Generate Real Estate Synthetic Data in Python
Real estate data has patterns that random generation misses: home prices follow a lognormal distribution with a heavy right tail (the $1M+ tier), days-on-market is lognormal with a median around 23 days, and agent ratings cluster toward 4–5 stars due to platform selection effects. Misata generates a three-table real estate dataset — agents, properties, and transactions — where these distributions are built in and FK relationships are always valid.
import misata
tables = misata.generate("A real estate agency with 500 properties and 50 agents", rows=500, seed=42)
print(list(tables.keys())) # ['agents', 'properties', 'transactions']
print(tables["properties"][["price", "bedrooms", "status"]].describe())
What Misata generates
Three tables: agents (who manage listings), properties (listed inventory), and transactions (closed sales).

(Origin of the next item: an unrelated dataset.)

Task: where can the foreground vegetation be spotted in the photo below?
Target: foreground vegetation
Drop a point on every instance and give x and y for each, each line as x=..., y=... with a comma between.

Every property references a valid agent; every transaction references a valid property.
Tables and columns
| Table | Key columns |
|---|---|
agents |
agent_id, name, email, agency, rating, listings_sold, years_experience |
properties |
property_id, agent_id, address, city, state, price, bedrooms, bathrooms, sqft, listing_date, status |
transactions |
transaction_id, property_id, buyer_name, sale_price, close_date, commission_rate, days_on_market |
Realistic distributions
- Home prices lognormal with US median ~$410k — realistic heavy right tail for luxury properties
- Days on market lognormal with median ~23 days — fast movers and long-stale listings both present
- Agent ratings beta-distributed toward 4–5 stars — reflecting real platform rating dynamics
- ~60% of listings close — remainder are active, expired, or withdrawn
sqftandpriceare correlated — larger properties cost more
Quick start
import misata
tables = misata.generate("A real estate agency with 500 properties and 50 agents", rows=500, seed=42)
# Price distribution
print(tables["properties"]["price"].describe())
# Listing status breakdown
print(tables["properties"]["status"].value_counts())
# Commission revenue
transactions = tables["transactions"]
transactions["commission"] = transactions["sale_price"] * transactions["commission_rate"]
print(f"Total commission revenue: ${transactions['commission'].sum():,.0f}")
Common use cases
- MLS / property search platform development — seed a test database with listings across price tiers and bedroom counts for search, filter, and sort testing
- AVMs (automated valuation models) — generate training data with realistic price, sqft, bedrooms, and location features for regression model development
- Agent performance analytics — build conversion rate, average days-on-market, and commission dashboards on realistic agent histories
- CRM for real estate agents — test lead management and listing pipeline workflows with realistic property and transaction data
- Proptech demo environments — replace real MLS data exports with synthetic equivalents for vendor demos and investor presentations
- Market report generation — validate report templates and calculations against a full year of synthetic transaction data
Advanced: market cycle narrative
tables = misata.generate(
"Real estate market with rising prices through mid-year, rate hike slowdown in Q3, "
"slight recovery in Q4",
rows=1000,
seed=42,
)
Advanced: locale-aware generation
# UK property market — GBP pricing, British address format, UK cities
tables = misata.generate("UK estate agency with 300 properties in London and Manchester", rows=300)
# Australian market — AUD pricing, Australian cities, state codes
tables = misata.generate("Australian real estate agency with 400 properties", rows=400)
Advanced: quality-guaranteed generation
tables = misata.generate(
"Real estate market with 500 listings",
min_quality_score=85,
smart_correlations=True, # auto-adds sqft↔price, bedrooms↔price correlations
rows=500,
seed=42,
)